Do stocks get safer the longer you own them? There is some evidence that they might and some evidence that they don't. Do you want to bet your retirement on that?

As a retirement planner, I care far less about whether or not equity returns may mean-revert over a couple of decades than I care about how mean reversion, whether or not it exists, might affect my retirement plan. In other words, is it something I need to worry about?

There is no consensus among economists regarding how powerful mean-reversion of equity returns might be or if it even exists.  The only thing you can know for sure is that whether you believe stocks mean-revert or not, there is a really good argument that you are wrong.

(Note the lack of consensus among economists compared to the number of retirees and advisors who claim to know with certainty that it does exist.)

The evidence supporting mean-reversion of equity prices is somewhat weak, as the mean-reversion force also appears to be.

It is debatable (literally[5]) whether mean-reverting equity prices would actually mean that stocks get safer with holding time. It depends on whether you define "safer" as less annualized portfolio volatility or as a narrower range of possible wealth-generation.

Whether or not stocks get a little safer on an annualized basis the longer you hold them is unlikely to have a large impact on your retirement plan. Your plan contains far more risk than mean-reversion would explain and those risks are where you should spend your planning time.

There are actually two larger issues here. First is how much of our planning efforts we should spend on factors that will probably have little impact on our retirement plans. And second, there is a real risk in feeling "certain" about assumptions that actually have limited supporting evidence.

The most important thing I have learned from two decades of studying retirement finance is how little I know for certain. Unfortunately, overconfidence extends to many retirement planning assumptions beyond the nature of mean reversion of equity returns.

I once had a conversation with a healthy 60-year old client about claiming Social Security benefits and he assured me with great confidence that he would never see age 80.

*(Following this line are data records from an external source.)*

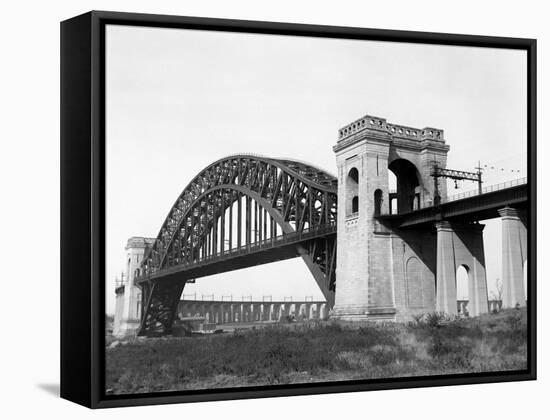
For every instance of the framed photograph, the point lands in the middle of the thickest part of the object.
(257, 209)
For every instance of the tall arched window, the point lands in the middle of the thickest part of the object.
(355, 204)
(352, 192)
(377, 202)
(462, 289)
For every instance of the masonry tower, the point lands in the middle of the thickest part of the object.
(386, 273)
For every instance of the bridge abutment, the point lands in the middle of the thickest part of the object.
(514, 256)
(373, 260)
(129, 298)
(460, 245)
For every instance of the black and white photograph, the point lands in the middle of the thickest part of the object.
(285, 210)
(275, 210)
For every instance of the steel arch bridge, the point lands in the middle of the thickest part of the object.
(240, 211)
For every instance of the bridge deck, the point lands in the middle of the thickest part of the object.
(473, 208)
(262, 252)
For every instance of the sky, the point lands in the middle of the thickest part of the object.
(177, 100)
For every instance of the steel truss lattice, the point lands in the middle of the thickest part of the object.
(241, 210)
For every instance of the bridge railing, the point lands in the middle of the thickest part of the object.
(254, 246)
(485, 190)
(468, 194)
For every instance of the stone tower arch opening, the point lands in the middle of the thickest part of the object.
(407, 191)
(378, 197)
(462, 288)
(352, 192)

[1] Evidence for Mean Reversion in Equity Prices, Mayost, D., 2012.

[2] Mean Reversion in the Dimensions of Expected Stock Returns, James Davis, Dimensional.

[3] Seeing Valuations Clearly, Larry Swedroe.

[4] Stocks for the Long Run, Jeremy Siegel.

[5] The Great Debate, Siegel and Bodie.

[6] Simulation of Long-Term Stock Returns: Fat-Tails and Mean Reversion, Rowland Davis.

[7] Are Stocks Really Less Volatile in the Long Run?, Pastor and Stambaugh. See also, video interview with Lubos Pastor.

[8] Financial Economics, Bodie and Merton.